Sunday, February 27, 2011

Playing Hurt.

The heart of a warrior is what I'm after. And this week, I've learned that the heart of a warrior must be honest and it must choose to be humble, even when it feels humiliating.

In the past few days, I've had to look at myself in the mirror and say, "This is what actually happened, Heidi. This is the real reason; this is what has been going on all along. Plain and simple - you're scared."

While reading a book for my creative writing class entitled, "The War of Art," I ran across a small paragraph. It was as if this small paragraph was a mirror that the book held up in order to show me myself.

The paragraph said this:

"What are we trying to heal, anyway? The athlete knows the day will never come when he wakes up pain-free. He has to play hurt."

He has to play hurt.

It was a wake-up to reality for me.

It was a kick-in-the-rear to stop blaming, stop rationalizing to myself, stop making excuses, and stop waiting for my emotional hurts to be all healed and fixed in order to move forward in something that I still want to do.

Maybe outside factors actually were a part of making one of my biggest joys turn into one of my biggest fears.

But a warrior can't always, if ever, choose the conditions in which he fights his battles. He must simply fight with no excuses. The conditions around him, or perhaps, even the conditions inside his own heart, may make things more difficult, but he still must choose to fight.

It's time for me to step up and start facing one of my biggest fears and not waiting until all the wounds are healed because waiting for complete healing has simply become an excuse for procrastination.

It's time to play hurt.


What about YOU? Do you ever rationalize your fears?

Sunday, February 20, 2011

Finishing Strong

I'm currently sitting at the curved, bamboo counter of the busy Starbucks on Main Street in Huntington Beach.

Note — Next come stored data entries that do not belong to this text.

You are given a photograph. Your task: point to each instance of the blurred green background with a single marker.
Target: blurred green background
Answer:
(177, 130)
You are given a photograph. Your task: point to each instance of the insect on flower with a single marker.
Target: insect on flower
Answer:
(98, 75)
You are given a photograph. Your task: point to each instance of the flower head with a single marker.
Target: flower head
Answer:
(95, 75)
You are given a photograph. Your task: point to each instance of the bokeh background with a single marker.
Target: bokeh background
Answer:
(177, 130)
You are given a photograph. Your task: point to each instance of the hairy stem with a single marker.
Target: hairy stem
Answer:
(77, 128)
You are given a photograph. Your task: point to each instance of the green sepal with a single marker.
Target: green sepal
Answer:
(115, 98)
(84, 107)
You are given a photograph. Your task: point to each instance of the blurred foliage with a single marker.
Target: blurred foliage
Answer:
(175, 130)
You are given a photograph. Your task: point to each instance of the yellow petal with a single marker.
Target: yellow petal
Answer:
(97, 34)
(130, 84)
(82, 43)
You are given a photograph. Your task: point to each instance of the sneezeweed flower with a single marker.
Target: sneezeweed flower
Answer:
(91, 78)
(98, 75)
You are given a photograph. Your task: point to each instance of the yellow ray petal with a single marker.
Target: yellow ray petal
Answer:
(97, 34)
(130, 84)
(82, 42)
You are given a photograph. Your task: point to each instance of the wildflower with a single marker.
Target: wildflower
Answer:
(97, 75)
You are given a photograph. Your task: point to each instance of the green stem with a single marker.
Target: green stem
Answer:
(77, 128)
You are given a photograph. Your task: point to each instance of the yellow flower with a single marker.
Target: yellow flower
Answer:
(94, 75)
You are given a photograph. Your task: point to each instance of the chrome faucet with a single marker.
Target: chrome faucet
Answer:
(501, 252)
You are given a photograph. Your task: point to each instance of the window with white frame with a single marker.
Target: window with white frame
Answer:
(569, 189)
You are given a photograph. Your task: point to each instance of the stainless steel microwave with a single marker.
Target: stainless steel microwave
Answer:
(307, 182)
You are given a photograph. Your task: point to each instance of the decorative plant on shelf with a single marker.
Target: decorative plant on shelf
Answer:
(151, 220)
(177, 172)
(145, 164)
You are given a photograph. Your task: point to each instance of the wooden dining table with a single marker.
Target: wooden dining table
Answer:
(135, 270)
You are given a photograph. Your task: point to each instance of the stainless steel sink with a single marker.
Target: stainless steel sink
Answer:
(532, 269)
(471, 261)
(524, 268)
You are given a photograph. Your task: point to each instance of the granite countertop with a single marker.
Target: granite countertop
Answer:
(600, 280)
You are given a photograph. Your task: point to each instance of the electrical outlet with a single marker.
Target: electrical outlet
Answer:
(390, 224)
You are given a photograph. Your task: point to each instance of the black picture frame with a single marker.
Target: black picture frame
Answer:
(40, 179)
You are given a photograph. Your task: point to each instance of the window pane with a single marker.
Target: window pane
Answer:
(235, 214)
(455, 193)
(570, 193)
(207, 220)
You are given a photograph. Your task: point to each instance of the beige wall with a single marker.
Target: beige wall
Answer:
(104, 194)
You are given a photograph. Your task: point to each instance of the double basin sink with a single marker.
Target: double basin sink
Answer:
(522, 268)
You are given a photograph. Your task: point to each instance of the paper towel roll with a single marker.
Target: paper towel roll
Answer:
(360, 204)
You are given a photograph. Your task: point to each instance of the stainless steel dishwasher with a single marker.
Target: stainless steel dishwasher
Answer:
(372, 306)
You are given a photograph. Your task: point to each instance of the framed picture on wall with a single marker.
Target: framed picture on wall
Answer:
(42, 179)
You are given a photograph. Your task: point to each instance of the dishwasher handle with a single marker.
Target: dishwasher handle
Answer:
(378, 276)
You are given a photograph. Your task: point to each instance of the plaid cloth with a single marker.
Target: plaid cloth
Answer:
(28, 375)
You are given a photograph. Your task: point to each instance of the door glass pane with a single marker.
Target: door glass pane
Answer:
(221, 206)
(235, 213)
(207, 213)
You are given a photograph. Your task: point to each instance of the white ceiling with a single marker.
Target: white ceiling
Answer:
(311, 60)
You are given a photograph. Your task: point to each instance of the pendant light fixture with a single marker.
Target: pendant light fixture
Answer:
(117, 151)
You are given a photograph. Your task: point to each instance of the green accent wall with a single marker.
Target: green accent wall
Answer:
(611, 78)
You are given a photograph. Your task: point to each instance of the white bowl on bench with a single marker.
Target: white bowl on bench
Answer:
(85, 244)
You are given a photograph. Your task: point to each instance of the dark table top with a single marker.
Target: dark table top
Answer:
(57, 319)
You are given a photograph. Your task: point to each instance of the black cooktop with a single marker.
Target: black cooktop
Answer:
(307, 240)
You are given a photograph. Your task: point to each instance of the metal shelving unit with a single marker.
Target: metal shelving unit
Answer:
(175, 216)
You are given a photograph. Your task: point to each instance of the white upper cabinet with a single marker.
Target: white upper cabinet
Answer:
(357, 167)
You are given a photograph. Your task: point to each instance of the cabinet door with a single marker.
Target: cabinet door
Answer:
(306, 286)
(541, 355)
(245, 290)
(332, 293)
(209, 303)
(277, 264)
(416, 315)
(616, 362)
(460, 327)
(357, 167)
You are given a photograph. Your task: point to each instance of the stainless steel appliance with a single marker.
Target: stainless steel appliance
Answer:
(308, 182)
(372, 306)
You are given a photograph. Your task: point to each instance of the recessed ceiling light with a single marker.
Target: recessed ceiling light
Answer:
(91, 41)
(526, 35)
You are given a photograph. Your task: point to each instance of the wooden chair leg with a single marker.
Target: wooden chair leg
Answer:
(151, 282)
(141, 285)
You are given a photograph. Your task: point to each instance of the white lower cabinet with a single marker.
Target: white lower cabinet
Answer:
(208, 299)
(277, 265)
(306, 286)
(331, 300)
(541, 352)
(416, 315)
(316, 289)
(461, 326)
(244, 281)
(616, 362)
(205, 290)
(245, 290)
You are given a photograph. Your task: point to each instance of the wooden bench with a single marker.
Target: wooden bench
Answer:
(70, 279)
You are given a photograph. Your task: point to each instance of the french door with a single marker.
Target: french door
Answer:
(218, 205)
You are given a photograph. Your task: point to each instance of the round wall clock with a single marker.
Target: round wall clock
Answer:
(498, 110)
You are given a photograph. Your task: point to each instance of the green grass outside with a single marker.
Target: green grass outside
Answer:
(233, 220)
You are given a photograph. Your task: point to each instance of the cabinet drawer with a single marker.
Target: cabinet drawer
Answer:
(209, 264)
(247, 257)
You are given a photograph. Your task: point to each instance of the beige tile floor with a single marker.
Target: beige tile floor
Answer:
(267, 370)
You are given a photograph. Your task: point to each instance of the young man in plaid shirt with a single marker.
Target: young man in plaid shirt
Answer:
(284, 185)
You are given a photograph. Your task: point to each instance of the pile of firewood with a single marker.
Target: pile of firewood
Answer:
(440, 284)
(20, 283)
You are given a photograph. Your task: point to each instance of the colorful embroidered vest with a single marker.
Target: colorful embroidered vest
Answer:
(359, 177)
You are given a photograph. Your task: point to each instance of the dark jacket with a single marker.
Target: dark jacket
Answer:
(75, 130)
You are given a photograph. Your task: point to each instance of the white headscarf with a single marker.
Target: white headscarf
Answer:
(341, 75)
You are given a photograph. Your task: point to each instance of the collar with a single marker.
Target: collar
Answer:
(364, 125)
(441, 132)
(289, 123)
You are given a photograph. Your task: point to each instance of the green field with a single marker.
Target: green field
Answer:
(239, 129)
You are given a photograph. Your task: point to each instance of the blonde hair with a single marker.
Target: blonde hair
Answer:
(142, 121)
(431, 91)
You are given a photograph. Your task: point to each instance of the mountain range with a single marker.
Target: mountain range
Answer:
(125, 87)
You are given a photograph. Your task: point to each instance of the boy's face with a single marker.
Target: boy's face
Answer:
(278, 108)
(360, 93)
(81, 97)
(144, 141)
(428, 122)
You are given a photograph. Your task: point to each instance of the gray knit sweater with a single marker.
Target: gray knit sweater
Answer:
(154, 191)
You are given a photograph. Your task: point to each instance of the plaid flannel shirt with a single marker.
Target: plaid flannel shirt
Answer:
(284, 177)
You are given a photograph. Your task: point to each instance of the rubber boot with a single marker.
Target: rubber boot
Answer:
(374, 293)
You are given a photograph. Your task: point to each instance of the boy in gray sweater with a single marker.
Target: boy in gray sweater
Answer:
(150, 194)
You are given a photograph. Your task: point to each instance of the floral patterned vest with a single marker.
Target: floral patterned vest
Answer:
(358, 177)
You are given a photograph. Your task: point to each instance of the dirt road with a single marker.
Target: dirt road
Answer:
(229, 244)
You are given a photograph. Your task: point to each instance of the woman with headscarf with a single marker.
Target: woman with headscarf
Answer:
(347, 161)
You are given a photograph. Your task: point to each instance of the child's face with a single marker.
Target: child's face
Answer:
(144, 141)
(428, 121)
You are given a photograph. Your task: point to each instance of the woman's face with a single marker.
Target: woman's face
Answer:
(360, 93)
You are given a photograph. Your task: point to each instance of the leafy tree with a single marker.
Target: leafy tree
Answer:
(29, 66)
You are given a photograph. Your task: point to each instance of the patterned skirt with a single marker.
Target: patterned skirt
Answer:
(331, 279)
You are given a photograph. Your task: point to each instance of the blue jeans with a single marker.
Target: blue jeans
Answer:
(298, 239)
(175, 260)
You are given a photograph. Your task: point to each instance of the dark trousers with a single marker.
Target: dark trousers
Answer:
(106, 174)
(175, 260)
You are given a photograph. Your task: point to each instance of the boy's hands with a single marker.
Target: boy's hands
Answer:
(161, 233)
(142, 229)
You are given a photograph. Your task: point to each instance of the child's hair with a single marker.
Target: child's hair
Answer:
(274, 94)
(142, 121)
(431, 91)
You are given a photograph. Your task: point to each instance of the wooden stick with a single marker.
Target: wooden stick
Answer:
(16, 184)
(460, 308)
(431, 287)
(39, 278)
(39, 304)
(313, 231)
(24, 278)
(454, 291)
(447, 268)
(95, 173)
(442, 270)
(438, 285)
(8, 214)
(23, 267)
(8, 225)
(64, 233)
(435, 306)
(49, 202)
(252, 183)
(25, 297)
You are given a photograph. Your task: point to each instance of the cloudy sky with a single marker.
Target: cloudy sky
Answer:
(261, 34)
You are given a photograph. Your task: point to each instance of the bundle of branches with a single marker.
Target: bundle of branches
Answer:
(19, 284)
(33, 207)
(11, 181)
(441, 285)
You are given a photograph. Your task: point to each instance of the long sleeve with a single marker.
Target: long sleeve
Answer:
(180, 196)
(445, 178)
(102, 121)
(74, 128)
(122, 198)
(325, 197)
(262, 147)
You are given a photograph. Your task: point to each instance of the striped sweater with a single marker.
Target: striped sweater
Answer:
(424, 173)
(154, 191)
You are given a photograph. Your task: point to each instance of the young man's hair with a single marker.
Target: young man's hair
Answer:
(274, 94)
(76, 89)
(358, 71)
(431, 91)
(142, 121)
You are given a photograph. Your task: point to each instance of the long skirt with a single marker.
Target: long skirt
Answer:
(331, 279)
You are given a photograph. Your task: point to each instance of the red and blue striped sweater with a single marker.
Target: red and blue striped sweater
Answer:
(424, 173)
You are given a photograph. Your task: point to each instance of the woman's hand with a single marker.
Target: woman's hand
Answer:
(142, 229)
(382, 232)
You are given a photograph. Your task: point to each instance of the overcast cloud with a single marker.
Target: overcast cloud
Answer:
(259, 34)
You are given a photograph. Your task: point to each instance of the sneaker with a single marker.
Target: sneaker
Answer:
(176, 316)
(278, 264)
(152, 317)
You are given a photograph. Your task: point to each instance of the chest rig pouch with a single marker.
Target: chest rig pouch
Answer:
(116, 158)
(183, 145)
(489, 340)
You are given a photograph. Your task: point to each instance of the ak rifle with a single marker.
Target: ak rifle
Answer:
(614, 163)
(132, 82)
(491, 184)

An empty cup, which ten minutes ago was filled with my tall-soy-chai-latte-with-no-foam, sits to my left.

To my right sits another individual fixated upon his laptop. He was just talking on his cell phone with someone in either Florida or Haiti...I couldn't pick up on the definitive details to determine which location it actually was. (Not that it was any of my business....)

I am writing a blog post right now but I should be writing a first-grade lesson plan. I am in the middle of my LAST college class and this week I am supposed to create a lesson plan to teach to 1st graders for the daily math and daily language. I'm looking forward to teaching the lesson and working with those adorable 1st graders that I've had chance to spend time with the last few Thursdays but I don't want to sit for an hour and type up all the formal explanations of what I will be doing in that half-hour of teaching.

I can hear my mom saying, "Dreading is worse than doing...."

I can hear my dad saying, "Finish Strong, Heidi! Finish strong!"

"You're right, Mom."

"I will, Dad."


Come on, Heidi. Just half a class left! Four more weeks of assignments and textbook readings and tests. Four more weeks of writing and proof-reading paragraphs and hitting the "submit" button to turn in my papers.

Four weeks to being DONE.

And just three months to walking across that field in cap and gown and receiving that slip of paper that documents my six-year pursuit of a college degree.

Three more months until I offically have a Bachelor of Science in Education.

I cannot wait.

Ok, I'm gonna get to writing that lesson plan now.

It's time to Finish Strong!

Tuesday, February 15, 2011

Returning...

It has been too long since I have posted!

It feels good to once again hit the "New Post" button and start typing in a blank text box.

Tonight, as it is 10:30, (and my original goal was to be asleep earlier than my normal 10:00 hour and be in bed by 9:30), will not be yielding an in-depth post.

However, I just had to come back to this little spot on the Internet after nearly a month.

Many lovely, lovely things have occured in my life! So many lessons to glean, stories to tell, and experiences to share. Some difficult and stretching experiences have occured as well and the lessons I continue to learn from those experiences always produce the gold that the furnace of the Refiner's fire promises.

2011 has truly been shaping up to be a year of training for me - the training of a Warrior. This One Word has truly proven to not be a mere idea but a true foundation for the work that God is doing in my heart and mind and life.

I think about how that word relates to my identity on a daily basis.

I have a growing playlist on my iPhone with songs that have themes of being a Christian Warrior (and I could always use new song suggestions!)

When confronted with decisions that make me want to hide, ignore, or pretend ignorance of a situation, I cannot escape the question in my head "What would a Warrior do?"

It's truly been a season of growing in strength. It seems, at least to me, that most of that has all been internal work. I'm not sure how much it shows externally in my attitudes and actions but I'm confident of the work taking place because I can feel my King is guiding me through it.


How has the beginning month-and-a-half of 2011 been going for YOU? Did you pick a OneWord for this year? Or do you see any themes taking shape in your life lately?